Все лицо его вдруг судорожно перекосило, глаза закатились, и он глухо застонал. Только грудь его высоко вздымалась, да из глубины ее вырывались хриплые стоны. Курбский постоял над ним, постоял; потом тихонько спросил Веревкина, не сказывал ли ему стрелец своего имени.

— Сказывал, — отвечал Веревкин, — зовут его Прокопом Седельниковым.

Курбский молча кивнул головой и стал обходить других раненых. Поляки с холодной гордостью отклоняли предлагаемую князем-москалем помощь; русские же, как из царской хоругви, так и пленные, отвечали ему охотно и заявляли ему разные желания.
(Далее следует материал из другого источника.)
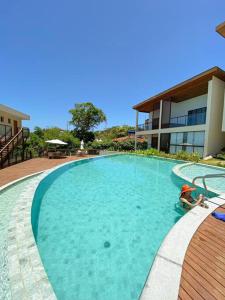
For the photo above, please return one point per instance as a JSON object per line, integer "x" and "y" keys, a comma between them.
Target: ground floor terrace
{"x": 172, "y": 141}
{"x": 203, "y": 269}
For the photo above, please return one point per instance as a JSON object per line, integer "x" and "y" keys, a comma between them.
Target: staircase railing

Подойдя опять к старшему лекарю, Курбский, от имени царевича, попросил его удовлетворить по возможности эти скромные желания. Когда он затем, направляясь к выходу, проходил мимо Прокопа Седельникова, последний его снова окликнул:

— Князь Михайло Андреич!

Курбский остановился и спросил, чем может ему еще услужить.

— Будь радетель… изволишь видеть… Коли твоей милости доведется найти мою матушку, так не поминай ей только, Бога ради, про того польского пана, который, знаешь…

У умирающего язык не повернулся договорить: слишком уж стыдно и горько было ему, видно, чтобы даже умирающие здесь вместе с ним слышали о той позорной пытке, которой подвергнул его пан Тарло.

— Знаю, знаю, — успокоил его Курбский. — Я скажу ей, что ты пал в честном бою на поле брани…

— И что меня там же схоронили…

— Хорошо, хорошо.

Глубоко потрясенный, Курбский вышел из лазарета, который представлялся ему как бы кладбищем с живыми покойниками. Триста лет назад хирургия была ведь еще в первобытном состоянии, о противогнилостных средствах не имели понятия, и большинство тяжело раненых обречено было на смерть.

«А там, в поле, лежит их еще четыре тысячи — уже бездыханных, — вспомнилось ему. — И, как знать, иной из них пал хоть замертво, да теперь, пожалуй, очнулся, напрасно взывает о помощи, лежит на снегу и коченеет на морозе…»

Курбский ускорил шаг и, войдя к себе, кликнул своего хлопца слугу Петруся Коваля, сопровождавшего его еще с лета из Запорожской Сечи.

— Тебе, Петрусь, сколько лет-то будет?

— Да пятнадцать еще в Варварин день стукнуло, — не без важности пробасил своим петушиным басом юный запорожец, выпрямляясь во весь рост.

— Как есть казак! — улыбнулся Курбский, а затем прибавил опять серьезно. — А покойников не боишься?

— Покойников?.. — переспросил Петрусь, которому все-таки стало как будто бы не по себе.

— Да, мертвецов. Нынче в бою пало тысячи четыре одних русских. За темнотой они еще в поле не убраны, не похоронены. А меж них, может, найдутся и такие, что не совсем убиты, а лежат только замертво. Не погибать же им! Так достанет ли у тебя духу идти туда ночью?